July 26, 2011Doug Hadden
Carlos Lipari, FreeBalance Washington
This is a blog series discussing factors that impact development in developing countries. As a For Profit Social Enterprise (FOPSE), improving country growth through good governance is the core company mandate at FreeBalance. As such, FreeBalance participates in governance, development, foreign aid, ICT for development and transparency discussions globally.
When analyzing this topic from the developing nation’s perspective, emigration can be a way of boosting development as it can become a way of limiting a country’s ability to grow and develop itself.
Downsides of emigration on developing nations
Emigration reduces the stock of human capital and therefore, when it occurs and everything else is kept constant, the GDP potential of a nation is reduced.
This reduction in the stock of human capital can be considered the main downside of emigration but the extent to what this downside is costly will depend fundamentally on two main issues: the quality of the human capital loss and the amount of human capital unemployed and underemployed in the developing country (especially the amount of human capital unemployed or underemployed with similar skills).
The quality of human capital loss is of great concern also for two main reasons. One has to do with the substitution costs, more precisely the investment that society will have to incur in order to substitute this human capital (costs of raising a child, education, training and more). The second reason has to do with the potential value that this human capital, also referred to as labor, could produce in the developing country, with this value increasing in line with the level of instruction and training.
When analyzing the potential loss of income in a developing nation due to a reduction of its most educated labor force, one should have in mind that research has been conducted concluding that a simple increase in one year on the average level of education in one country can increase its yearly rate of growth by 0.44%, achieving a social rate of return of 7% (Robert J. Barro in is paper of Human Capital and Growth, American Economic Review, page 14, of May 2001), therefore, losing skilled workers can potentially have a significant negative impact on developing nations but there are other variables that might change the final outcome. Another recent research points out to the existence of an optimal brain drain, stating that some brain drain might actually be beneficial to developing nations (Lowell, B. Lindsay, 2002). The authors of this study argue that emigration of skilled labor can stimulate domestic education, actually increasing the overall amount of skilled labor in developing nations due to an increase in enrolments. Such an increase in enrolments is spurred by the chance that people perceive of emigrating and might offset the direct losses of skilled labor.
In addition to this, emigration of skilled labor is also expected to provide higher remittances and increased productivity when emigrants return home. It is also expected to expand the country’s international network, making use of its diasporas, and to provide technology transfers.

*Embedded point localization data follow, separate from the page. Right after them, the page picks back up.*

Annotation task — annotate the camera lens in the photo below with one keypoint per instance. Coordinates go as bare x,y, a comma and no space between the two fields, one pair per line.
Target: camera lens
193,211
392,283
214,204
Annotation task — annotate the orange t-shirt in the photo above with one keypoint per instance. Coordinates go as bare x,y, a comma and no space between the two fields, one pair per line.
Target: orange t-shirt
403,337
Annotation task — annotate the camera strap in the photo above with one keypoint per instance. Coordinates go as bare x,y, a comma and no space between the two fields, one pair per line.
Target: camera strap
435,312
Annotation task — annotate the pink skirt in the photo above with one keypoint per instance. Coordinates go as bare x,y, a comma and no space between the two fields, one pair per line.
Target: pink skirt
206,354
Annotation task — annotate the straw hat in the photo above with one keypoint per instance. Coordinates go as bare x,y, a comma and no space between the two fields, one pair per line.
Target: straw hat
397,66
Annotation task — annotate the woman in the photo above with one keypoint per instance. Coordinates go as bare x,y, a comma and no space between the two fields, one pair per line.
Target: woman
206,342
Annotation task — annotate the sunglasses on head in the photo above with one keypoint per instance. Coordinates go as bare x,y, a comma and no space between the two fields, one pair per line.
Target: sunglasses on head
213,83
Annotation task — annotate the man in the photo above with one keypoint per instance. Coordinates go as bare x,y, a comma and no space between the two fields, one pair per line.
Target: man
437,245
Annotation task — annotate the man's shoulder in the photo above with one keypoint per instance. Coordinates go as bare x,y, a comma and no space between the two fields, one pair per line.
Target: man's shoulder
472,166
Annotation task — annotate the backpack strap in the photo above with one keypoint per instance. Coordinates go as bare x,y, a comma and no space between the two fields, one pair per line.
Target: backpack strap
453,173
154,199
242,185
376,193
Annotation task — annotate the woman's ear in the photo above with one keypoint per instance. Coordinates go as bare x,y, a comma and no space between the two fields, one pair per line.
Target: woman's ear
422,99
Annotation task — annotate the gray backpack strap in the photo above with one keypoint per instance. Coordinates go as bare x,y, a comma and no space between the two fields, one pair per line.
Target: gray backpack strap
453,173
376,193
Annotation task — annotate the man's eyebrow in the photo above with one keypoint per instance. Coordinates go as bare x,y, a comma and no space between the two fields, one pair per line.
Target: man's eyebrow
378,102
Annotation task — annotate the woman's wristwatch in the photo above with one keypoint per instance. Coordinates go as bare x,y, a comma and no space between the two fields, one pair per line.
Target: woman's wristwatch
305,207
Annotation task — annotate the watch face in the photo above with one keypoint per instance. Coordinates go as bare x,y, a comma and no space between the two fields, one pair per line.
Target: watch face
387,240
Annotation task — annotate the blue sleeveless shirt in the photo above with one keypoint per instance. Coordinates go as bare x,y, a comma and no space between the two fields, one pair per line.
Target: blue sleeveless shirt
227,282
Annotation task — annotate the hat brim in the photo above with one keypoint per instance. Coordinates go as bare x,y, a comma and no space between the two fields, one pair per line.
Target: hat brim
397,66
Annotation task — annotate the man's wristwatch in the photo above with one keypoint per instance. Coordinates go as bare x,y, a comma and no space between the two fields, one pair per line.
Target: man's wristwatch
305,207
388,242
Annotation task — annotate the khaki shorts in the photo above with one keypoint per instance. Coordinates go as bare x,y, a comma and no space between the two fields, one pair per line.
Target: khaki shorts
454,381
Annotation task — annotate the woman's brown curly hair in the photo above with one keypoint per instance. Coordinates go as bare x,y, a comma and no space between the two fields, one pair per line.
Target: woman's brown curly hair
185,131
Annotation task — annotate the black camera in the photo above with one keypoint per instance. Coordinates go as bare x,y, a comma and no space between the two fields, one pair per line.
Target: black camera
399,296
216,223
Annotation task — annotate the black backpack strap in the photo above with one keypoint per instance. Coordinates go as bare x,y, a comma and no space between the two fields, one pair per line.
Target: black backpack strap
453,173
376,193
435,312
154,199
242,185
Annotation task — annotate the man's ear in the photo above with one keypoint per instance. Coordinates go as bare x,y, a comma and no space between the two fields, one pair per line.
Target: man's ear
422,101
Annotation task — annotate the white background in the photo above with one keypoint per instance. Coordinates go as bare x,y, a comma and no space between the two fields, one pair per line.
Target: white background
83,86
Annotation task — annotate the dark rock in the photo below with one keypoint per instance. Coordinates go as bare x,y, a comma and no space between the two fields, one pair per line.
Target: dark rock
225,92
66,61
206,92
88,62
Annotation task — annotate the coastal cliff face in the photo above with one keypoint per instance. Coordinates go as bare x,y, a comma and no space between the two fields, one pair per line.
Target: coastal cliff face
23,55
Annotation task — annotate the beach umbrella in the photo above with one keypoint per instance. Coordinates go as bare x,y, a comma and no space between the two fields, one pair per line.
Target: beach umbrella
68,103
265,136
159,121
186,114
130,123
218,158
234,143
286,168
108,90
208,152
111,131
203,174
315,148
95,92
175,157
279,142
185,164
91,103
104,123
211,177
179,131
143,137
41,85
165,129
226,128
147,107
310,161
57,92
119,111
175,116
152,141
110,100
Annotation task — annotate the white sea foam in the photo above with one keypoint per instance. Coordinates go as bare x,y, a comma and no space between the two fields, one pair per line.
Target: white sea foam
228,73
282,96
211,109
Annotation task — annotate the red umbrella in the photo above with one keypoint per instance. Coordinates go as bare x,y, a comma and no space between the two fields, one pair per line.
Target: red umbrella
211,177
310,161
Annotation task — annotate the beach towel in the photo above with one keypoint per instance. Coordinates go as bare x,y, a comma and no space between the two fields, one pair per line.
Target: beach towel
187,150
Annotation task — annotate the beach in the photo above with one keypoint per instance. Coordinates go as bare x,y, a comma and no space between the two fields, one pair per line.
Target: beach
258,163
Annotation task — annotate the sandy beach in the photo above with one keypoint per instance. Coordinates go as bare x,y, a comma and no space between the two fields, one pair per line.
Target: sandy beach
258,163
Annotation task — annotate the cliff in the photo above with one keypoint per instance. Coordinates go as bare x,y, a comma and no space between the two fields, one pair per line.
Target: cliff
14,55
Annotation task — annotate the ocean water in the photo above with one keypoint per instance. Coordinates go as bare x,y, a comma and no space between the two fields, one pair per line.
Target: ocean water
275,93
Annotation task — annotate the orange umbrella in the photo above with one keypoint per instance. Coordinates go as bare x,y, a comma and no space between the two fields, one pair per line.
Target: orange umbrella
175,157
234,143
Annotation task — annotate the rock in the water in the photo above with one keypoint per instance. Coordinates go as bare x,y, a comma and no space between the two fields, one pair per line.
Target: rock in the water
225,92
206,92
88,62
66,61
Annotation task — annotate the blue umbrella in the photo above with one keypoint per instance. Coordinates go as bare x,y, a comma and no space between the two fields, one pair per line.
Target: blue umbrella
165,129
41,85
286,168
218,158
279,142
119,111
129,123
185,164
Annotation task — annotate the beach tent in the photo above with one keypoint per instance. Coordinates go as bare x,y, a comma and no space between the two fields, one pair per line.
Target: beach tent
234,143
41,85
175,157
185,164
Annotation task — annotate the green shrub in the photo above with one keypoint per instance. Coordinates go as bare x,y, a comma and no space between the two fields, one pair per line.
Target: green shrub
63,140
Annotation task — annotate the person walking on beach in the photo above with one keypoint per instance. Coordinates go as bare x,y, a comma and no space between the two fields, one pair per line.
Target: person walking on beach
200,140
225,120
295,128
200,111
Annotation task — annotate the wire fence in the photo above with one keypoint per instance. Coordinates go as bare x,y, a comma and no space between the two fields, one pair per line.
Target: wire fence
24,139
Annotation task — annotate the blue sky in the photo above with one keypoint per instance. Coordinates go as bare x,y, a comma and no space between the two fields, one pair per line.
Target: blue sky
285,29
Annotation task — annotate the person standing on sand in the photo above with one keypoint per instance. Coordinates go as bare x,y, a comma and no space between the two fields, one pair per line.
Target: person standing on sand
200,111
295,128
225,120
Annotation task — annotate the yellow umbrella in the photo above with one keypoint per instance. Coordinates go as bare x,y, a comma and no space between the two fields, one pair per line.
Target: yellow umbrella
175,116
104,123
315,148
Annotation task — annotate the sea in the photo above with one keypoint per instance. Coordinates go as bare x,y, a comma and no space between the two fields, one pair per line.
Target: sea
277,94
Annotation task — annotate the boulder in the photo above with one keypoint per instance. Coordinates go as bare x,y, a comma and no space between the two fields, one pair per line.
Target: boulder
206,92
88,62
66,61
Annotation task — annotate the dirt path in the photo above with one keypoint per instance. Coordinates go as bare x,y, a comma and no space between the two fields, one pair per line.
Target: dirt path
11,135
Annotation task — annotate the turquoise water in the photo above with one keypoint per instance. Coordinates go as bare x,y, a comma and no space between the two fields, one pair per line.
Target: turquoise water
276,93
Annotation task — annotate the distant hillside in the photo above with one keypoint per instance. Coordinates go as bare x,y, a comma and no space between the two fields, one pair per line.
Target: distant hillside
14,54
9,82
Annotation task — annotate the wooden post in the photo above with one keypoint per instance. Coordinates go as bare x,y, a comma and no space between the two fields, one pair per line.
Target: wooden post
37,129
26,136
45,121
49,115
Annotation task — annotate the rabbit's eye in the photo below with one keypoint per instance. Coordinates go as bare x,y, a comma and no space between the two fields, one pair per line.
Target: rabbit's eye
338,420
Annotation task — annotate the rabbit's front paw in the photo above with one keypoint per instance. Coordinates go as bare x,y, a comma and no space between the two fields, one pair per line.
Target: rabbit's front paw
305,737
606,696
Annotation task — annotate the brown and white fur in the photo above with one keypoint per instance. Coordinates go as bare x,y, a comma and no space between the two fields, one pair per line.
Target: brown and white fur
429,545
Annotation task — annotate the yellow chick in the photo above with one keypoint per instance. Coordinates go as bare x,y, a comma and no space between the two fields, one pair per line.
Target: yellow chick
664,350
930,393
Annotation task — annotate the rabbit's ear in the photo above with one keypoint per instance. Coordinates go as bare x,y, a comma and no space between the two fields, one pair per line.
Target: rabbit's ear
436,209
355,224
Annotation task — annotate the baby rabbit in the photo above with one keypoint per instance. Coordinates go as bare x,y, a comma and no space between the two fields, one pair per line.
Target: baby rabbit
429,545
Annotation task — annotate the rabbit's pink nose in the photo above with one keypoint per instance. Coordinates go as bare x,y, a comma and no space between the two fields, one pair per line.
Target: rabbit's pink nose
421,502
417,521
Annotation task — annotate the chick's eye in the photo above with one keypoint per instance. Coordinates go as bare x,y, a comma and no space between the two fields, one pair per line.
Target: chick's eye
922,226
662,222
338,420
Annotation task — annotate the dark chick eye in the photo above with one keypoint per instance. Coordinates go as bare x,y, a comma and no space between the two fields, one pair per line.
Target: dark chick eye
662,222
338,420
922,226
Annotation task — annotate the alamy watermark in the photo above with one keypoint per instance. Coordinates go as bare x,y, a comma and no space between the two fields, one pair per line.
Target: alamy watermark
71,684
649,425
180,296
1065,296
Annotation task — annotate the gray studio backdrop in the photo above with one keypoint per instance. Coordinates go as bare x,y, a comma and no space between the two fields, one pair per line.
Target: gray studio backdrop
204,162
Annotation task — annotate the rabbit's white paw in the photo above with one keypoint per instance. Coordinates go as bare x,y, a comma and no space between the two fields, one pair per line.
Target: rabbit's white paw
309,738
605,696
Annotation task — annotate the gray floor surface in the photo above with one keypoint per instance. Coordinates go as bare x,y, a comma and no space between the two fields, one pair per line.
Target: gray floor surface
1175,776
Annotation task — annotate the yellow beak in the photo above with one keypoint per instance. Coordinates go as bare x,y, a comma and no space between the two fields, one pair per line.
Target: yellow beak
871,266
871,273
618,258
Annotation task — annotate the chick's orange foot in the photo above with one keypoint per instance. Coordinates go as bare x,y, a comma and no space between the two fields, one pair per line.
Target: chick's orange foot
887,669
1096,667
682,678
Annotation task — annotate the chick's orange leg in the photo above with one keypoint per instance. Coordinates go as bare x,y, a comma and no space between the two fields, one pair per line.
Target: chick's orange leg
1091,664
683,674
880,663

This leads the authors, Lowell and Lindsay, as well as many economists to believe that, in fact, there is an optimal brain drain level and to recognize that this optimal level does not depend exclusively on the amount of potential brain waste in developing countries (skilled labor that is unemployed or underemployed).
Upsides of emigration on developing countries
Besides providing remittances, technology transfers, expanding a country’s network via diasporas and boosting productivity as migrants return, emigration can reduce poverty.
According to (Richard H. Adams & John Page, December 2003), an “increase of 10% in the share of international migrants in a country’s population will lead to a 1.9% decline in the share of people living in poverty (1 dollar/person/day)”. This was found to be mostly due to remittances.
Another interesting aspect of emigration found by Richard Adams and Page is evidence that who emigrates comes mostly from families above the poverty line. In addition to this, they find that extremely poor countries tend to have less emigration than countries with middle levels of poverty (they describe this as a U–shaped curve emigration. Poverty increases emigration only to the point where people can still afford to finance their way out of the developing country).
Finally, assuming that emigration consists fundamentally of unskilled labor, one can expect net gains from emigration to be particularly high in countries with high unemployment rates and considerably lower in countries with a very low unemployment rate. This is so because emigration in low unemployment countries has larger opportunity costs, producing more inflation, pushing up salary levels and being responsible for scarcity of labor in the economy. Emigration of countries with high unemployment, though, mostly benefit from reductions on the social and economic burden of unemployment while at the same time benefiting from higher remittances.
Impact of Remittances
According to Peter Gammeltoft, in his 2002 paper on “Remittances and Other Financial Flows to Developing Countries”, migrants remittances some up around US $ 100 billion dollars, with about 60% of this amount going to developing nations. The author found that remittances had become a larger source of income for developing countries than official development assistance (ODA), as this last type of assistance only represented a yearly average of less than 50 billion dollars during the same period. The author highlighted the fact that ODA had been falling over time while remittances increasing.
In countries such as Philippines, remittances represented, back in 2009, 11% of its GDP (The Economist, Feb 9 2010) and in for African countries, remittances are estimated to represent on a country-by-country average 5% of GDP, the equivalent to 27% of their exports (International Found for Agricultural Development).